Tramwaj do Wysokiej - Kobierzyce chciały inwestować
Plan z tramwajem na Ołtaszyn, Partynice i do Wysokiej, podobał się także władzom gminy Kobierzyce. Wójt Ryszard Pacholik w 2018 roku deklarował wspólne prace i finansowanie inwestycji, aby tramwaj mógł dojeżdżać do Wysokiej (wieś przylegająca do Wrocławia leży w gminie Kobierzyce). Włodarze Wrocławia i Kobierzyc podpisali wtedy list intencyjny w sprawie wspólnej inwestycji.
Wszystko uległo diametralnej zmianie – zarówno w przypadku tramwaju na Ołtaszyn, jak i na Jagodno – gdy kolejarze zaczęli analizować temat krzyżówki tramwajowo-kolejowej.
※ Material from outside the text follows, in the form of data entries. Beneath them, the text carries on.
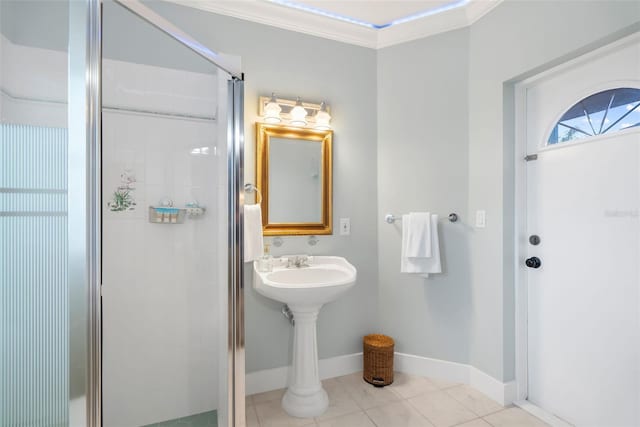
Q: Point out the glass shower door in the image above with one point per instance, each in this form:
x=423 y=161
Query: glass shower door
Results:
x=34 y=322
x=165 y=252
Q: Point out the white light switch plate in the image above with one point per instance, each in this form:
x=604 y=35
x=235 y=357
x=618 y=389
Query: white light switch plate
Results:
x=481 y=219
x=345 y=226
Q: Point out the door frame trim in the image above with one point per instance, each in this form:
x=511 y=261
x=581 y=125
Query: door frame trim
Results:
x=520 y=198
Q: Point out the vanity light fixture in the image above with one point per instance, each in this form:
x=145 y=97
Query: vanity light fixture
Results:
x=298 y=114
x=290 y=112
x=322 y=118
x=272 y=111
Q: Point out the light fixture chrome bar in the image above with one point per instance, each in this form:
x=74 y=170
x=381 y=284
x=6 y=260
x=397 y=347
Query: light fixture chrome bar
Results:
x=176 y=33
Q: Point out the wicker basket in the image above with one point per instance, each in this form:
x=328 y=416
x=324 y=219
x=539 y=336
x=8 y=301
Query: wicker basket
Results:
x=378 y=359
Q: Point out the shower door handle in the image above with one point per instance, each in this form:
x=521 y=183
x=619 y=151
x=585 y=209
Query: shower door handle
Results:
x=533 y=262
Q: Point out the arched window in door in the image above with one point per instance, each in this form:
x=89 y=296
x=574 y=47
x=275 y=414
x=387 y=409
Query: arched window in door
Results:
x=603 y=112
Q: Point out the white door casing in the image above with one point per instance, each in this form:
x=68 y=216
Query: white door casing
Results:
x=579 y=347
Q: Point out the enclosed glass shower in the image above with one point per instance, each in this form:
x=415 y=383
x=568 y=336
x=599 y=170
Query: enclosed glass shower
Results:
x=120 y=220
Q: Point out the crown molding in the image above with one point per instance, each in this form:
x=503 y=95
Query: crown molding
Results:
x=279 y=16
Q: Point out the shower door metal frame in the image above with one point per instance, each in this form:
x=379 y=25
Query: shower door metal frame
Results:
x=85 y=207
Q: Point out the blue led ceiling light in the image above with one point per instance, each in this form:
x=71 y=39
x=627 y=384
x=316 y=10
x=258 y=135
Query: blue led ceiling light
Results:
x=362 y=23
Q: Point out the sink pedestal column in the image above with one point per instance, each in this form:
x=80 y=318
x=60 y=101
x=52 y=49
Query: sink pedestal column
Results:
x=305 y=396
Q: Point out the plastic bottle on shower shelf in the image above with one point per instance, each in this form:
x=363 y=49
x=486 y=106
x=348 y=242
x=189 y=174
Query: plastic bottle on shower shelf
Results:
x=265 y=262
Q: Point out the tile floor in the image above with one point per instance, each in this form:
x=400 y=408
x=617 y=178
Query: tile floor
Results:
x=410 y=401
x=205 y=419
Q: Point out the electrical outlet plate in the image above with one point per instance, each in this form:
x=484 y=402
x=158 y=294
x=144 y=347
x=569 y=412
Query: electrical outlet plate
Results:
x=345 y=226
x=481 y=219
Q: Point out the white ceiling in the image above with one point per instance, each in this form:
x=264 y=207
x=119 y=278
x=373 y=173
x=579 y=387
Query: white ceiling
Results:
x=334 y=19
x=377 y=12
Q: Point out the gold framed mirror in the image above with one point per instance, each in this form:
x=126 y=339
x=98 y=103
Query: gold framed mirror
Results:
x=294 y=176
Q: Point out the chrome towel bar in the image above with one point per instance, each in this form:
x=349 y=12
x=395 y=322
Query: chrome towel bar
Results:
x=248 y=188
x=390 y=218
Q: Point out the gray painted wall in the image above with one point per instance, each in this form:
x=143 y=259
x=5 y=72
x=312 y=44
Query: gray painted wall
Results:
x=445 y=142
x=345 y=76
x=516 y=38
x=422 y=166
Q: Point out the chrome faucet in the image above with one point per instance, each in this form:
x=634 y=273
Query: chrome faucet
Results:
x=298 y=261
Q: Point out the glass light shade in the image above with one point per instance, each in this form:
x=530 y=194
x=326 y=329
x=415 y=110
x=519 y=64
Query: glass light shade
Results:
x=272 y=111
x=298 y=114
x=322 y=120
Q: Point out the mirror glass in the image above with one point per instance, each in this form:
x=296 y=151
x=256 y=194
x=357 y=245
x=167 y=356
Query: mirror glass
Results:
x=295 y=180
x=293 y=175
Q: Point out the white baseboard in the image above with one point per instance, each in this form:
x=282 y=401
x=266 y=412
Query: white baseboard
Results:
x=503 y=393
x=434 y=368
x=545 y=416
x=273 y=379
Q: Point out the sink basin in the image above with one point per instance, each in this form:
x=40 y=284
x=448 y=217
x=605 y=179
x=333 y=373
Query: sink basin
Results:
x=305 y=290
x=324 y=280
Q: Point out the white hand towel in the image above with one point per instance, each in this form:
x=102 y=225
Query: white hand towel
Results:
x=253 y=243
x=418 y=242
x=420 y=265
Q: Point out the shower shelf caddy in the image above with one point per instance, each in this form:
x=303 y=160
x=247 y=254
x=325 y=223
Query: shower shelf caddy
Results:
x=173 y=215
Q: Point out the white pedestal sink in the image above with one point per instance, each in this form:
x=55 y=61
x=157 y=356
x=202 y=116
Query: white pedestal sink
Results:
x=305 y=290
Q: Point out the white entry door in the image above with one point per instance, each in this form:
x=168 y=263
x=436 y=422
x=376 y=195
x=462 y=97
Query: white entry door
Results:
x=583 y=239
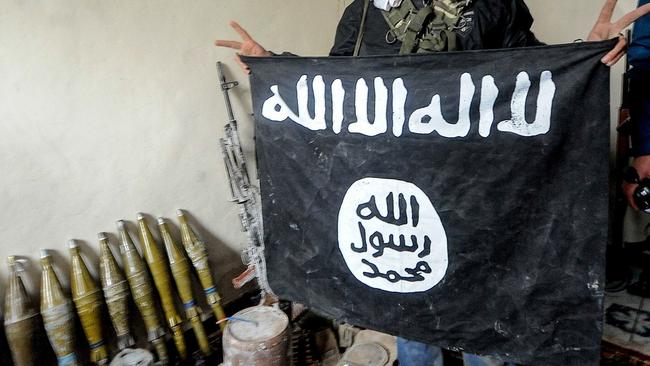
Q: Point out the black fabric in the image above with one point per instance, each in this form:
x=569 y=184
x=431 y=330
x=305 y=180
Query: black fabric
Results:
x=494 y=24
x=524 y=217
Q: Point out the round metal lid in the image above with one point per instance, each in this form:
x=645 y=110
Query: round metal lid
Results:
x=365 y=354
x=257 y=324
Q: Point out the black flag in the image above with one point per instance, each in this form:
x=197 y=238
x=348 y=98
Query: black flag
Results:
x=457 y=199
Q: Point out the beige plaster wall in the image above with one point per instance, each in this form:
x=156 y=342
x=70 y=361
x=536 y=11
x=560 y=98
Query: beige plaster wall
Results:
x=108 y=108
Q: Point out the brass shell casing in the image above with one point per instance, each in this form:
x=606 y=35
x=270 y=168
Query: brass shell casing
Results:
x=142 y=291
x=198 y=254
x=116 y=293
x=87 y=299
x=182 y=277
x=20 y=318
x=58 y=316
x=161 y=278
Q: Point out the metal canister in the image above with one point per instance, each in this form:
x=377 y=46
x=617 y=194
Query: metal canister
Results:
x=257 y=336
x=20 y=317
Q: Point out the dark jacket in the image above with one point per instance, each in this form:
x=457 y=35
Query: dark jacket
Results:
x=494 y=24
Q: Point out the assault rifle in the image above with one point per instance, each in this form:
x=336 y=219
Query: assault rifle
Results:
x=244 y=194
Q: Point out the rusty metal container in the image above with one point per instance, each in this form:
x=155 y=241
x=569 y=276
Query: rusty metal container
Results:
x=257 y=336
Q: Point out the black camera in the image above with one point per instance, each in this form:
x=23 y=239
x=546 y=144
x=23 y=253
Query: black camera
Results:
x=641 y=194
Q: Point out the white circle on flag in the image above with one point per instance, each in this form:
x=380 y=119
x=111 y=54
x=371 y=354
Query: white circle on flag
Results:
x=391 y=236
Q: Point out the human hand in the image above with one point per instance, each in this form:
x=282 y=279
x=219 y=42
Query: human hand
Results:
x=247 y=47
x=642 y=166
x=605 y=29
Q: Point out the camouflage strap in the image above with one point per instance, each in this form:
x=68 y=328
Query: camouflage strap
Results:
x=362 y=28
x=430 y=29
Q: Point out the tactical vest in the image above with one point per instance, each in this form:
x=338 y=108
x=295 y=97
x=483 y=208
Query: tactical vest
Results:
x=429 y=29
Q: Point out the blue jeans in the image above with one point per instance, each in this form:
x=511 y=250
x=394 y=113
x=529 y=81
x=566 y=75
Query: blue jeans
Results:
x=411 y=353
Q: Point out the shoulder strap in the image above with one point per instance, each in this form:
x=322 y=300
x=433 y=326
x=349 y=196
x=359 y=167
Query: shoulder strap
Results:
x=362 y=28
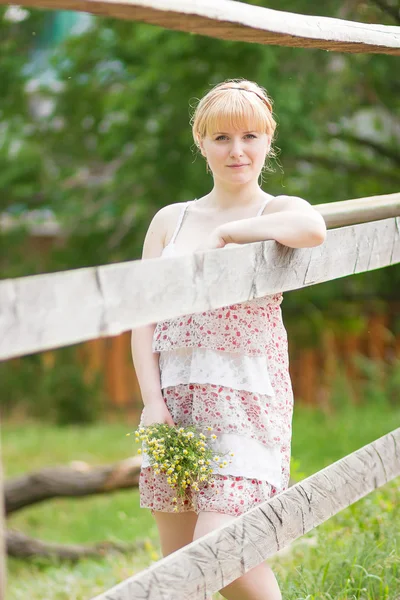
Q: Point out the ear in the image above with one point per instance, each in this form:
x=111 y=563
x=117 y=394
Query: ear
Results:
x=201 y=146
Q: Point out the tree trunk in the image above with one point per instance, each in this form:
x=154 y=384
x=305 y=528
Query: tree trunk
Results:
x=22 y=546
x=79 y=479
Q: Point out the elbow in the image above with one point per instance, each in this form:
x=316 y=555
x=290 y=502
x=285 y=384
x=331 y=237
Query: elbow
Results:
x=318 y=237
x=318 y=232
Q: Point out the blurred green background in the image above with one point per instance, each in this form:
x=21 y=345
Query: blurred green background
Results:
x=94 y=139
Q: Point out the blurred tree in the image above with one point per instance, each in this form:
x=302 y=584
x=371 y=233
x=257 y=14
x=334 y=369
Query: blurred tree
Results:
x=107 y=142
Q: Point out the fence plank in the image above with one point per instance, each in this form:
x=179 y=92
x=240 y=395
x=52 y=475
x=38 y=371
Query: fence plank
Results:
x=239 y=21
x=336 y=214
x=53 y=310
x=220 y=557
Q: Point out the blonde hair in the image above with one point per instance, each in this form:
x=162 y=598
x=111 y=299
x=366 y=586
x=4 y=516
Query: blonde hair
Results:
x=237 y=103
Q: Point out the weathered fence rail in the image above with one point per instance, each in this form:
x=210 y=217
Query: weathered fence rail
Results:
x=220 y=557
x=52 y=310
x=48 y=311
x=229 y=20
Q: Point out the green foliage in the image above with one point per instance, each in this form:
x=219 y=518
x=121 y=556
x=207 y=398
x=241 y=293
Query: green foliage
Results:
x=354 y=555
x=57 y=393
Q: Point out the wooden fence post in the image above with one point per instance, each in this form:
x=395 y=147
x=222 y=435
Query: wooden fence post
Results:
x=2 y=537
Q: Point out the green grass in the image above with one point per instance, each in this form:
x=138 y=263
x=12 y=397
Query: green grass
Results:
x=355 y=555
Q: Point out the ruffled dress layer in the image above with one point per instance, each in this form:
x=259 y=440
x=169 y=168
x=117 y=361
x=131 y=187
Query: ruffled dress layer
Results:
x=228 y=369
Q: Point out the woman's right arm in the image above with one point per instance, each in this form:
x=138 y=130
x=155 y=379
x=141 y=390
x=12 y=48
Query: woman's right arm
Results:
x=146 y=362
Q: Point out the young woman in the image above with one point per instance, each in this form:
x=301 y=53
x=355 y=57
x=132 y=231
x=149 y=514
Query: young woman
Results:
x=225 y=368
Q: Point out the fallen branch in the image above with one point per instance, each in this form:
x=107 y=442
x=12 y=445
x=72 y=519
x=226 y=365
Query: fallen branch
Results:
x=78 y=479
x=22 y=546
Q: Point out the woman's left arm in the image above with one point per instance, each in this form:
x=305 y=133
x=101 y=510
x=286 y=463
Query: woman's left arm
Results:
x=296 y=224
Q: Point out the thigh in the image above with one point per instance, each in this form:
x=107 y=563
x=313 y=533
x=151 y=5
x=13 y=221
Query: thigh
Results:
x=208 y=521
x=175 y=529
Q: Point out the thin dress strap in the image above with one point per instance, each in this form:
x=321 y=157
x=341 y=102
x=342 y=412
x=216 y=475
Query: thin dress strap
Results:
x=180 y=220
x=264 y=204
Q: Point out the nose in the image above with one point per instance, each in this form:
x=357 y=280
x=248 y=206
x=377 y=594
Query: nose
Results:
x=236 y=149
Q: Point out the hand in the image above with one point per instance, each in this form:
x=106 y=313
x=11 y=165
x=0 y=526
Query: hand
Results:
x=156 y=412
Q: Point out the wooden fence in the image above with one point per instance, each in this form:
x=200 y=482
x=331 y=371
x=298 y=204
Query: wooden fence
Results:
x=48 y=311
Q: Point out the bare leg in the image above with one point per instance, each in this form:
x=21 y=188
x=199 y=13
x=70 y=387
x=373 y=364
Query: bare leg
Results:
x=175 y=529
x=258 y=584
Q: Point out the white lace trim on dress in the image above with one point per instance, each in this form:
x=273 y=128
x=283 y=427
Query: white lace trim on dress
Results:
x=252 y=459
x=204 y=365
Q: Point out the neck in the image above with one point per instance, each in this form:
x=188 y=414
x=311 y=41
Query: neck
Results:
x=224 y=196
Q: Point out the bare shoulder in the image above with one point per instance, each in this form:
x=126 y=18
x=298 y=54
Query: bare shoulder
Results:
x=283 y=202
x=159 y=229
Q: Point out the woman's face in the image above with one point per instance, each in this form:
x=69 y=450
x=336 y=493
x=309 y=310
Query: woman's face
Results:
x=235 y=156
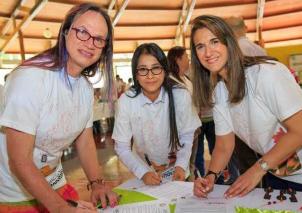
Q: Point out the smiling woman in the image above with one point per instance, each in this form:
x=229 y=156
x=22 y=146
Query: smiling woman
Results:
x=255 y=98
x=48 y=106
x=158 y=114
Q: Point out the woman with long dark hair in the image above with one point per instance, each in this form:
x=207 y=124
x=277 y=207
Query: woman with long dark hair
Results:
x=47 y=106
x=255 y=98
x=157 y=113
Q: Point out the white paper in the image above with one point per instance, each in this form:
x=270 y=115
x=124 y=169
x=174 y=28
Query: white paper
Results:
x=143 y=207
x=193 y=205
x=167 y=175
x=168 y=191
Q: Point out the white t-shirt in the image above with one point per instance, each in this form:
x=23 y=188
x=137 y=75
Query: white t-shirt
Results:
x=186 y=83
x=249 y=48
x=42 y=103
x=272 y=95
x=148 y=123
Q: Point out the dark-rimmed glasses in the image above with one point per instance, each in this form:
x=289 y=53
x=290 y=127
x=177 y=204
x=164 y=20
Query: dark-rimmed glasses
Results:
x=83 y=35
x=154 y=70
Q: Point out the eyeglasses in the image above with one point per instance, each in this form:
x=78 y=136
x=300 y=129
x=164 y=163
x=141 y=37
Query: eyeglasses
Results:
x=213 y=44
x=83 y=35
x=154 y=70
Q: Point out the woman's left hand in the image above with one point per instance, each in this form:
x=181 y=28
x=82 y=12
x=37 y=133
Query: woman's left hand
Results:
x=179 y=174
x=246 y=182
x=102 y=193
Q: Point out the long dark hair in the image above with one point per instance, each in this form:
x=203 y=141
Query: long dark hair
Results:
x=173 y=54
x=56 y=57
x=168 y=84
x=203 y=85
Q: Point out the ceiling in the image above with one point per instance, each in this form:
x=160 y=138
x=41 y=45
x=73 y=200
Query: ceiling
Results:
x=166 y=22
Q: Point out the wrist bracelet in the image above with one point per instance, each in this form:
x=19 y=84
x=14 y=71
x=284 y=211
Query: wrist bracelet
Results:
x=216 y=174
x=99 y=181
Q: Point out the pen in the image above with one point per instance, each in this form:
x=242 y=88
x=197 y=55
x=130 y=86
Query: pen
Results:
x=149 y=163
x=99 y=205
x=198 y=173
x=72 y=203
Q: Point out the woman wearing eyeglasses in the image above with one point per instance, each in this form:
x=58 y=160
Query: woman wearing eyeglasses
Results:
x=47 y=106
x=157 y=113
x=255 y=98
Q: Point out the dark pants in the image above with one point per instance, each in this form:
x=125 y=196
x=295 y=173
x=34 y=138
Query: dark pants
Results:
x=208 y=132
x=278 y=183
x=96 y=127
x=246 y=157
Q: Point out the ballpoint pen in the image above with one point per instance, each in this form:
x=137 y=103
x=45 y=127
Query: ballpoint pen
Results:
x=197 y=173
x=149 y=163
x=99 y=205
x=72 y=203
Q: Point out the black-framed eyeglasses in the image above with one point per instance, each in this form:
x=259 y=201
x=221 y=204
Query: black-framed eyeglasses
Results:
x=83 y=35
x=143 y=71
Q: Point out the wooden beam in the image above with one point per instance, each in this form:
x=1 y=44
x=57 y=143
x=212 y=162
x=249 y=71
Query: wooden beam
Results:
x=180 y=22
x=120 y=12
x=12 y=16
x=260 y=13
x=189 y=15
x=184 y=20
x=35 y=10
x=111 y=6
x=21 y=43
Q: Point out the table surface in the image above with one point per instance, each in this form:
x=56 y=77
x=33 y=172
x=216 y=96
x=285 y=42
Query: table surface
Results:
x=135 y=191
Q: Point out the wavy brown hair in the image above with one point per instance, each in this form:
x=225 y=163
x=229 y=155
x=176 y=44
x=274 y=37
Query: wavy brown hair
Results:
x=173 y=54
x=203 y=81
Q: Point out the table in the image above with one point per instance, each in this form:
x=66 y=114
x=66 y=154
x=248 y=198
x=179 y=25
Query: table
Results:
x=178 y=193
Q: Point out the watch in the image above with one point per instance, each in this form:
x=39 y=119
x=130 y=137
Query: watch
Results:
x=216 y=174
x=263 y=164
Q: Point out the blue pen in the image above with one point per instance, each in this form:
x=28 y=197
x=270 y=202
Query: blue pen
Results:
x=149 y=162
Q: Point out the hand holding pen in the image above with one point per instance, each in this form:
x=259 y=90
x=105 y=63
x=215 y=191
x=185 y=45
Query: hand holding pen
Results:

W 2018 roku PKP PLK uzupełnia wytyczne. Sugeruje, że w Polsce brak przepisów, które uregulowałyby sytuację skrzyżowania tramwaju i linii kolejowej w jednym poziomie.
Długo nie było rozstrzygnięcia, jakie plany ma PKP PLK. Prace nad „Studium Wykonalności dla C-E 59 – odcinek Święta Katarzyna – Wrocław Brochów – Wrocław Muchobór/Wrocław Kuźniki”, czyli nad Wrocławskim Węzłem Kolejowym, rozpoczęły się w 2019 roku. Teraz kolej deklaruje, że w studium będzie takie rozwiązanie, które pozwoli prowadzić tramwaj na Ołtaszyn i do Wysokiej. Tę potrzebę miasto zgłaszało PKP od samego początku ich projektu. Deklaracja PLK wiele wyjaśnia, ale niczego nie przyspiesza. Ostatecznych rozwiązań ze studium kolejowego miasto jeszcze nie widziało.
Tramwaje na Ołtaszyn i na Jagodno czekają, a w Toruniu się da
Temat krzyżówki kolejowo-tramwajowej rozgrzały
wiadomości z Torunia, gdzie PLK zgodziły się na takie rozwiązanie. Nie są to jednak analogiczne przypadki. W Toruniu tramwaj jadący na osiedle Jar przetnie linię kolejową nr 246 relacji Toruń Wschodni – Olek.
Jak wyjaśniał w czerwcu Radosław Śledziński z PKP Polskich Linii Kolejowych, trasa tramwajowa w Toruniu powstała na zasadzie odstępstwa. Krzyżuje się z linią kolejową, po której z niewielką częstotliwością jeżdżą pociągi towarowe, w dodatku poruszające się z prędkością 30 km/h. Natomiast po wrocławskim odcinku linii 285 odbywa się regularny ruch pasażerski przy prędkości nawet 120 km/h. Porównania tutaj nie ma.
Temat dojazdu do Jagodna
został częściowo rozwiązany. Był gotowy projekt na budowę trasy tramwajowej i rezerwa terenu na jej budowę. Na tej bazie rozpoczęła się budowa wydzielonej trasy autobusowej, którą w przyszłości relatywnie łatwo będzie można przekształcić w torowisko, ma bowiem odpowiednie ku temu parametry. Na razie, od kwietnia 2025 roku, możliwy będzie „bezkorkowy” dojazd na osiedle autobusem śladem przyszłego tramwaju.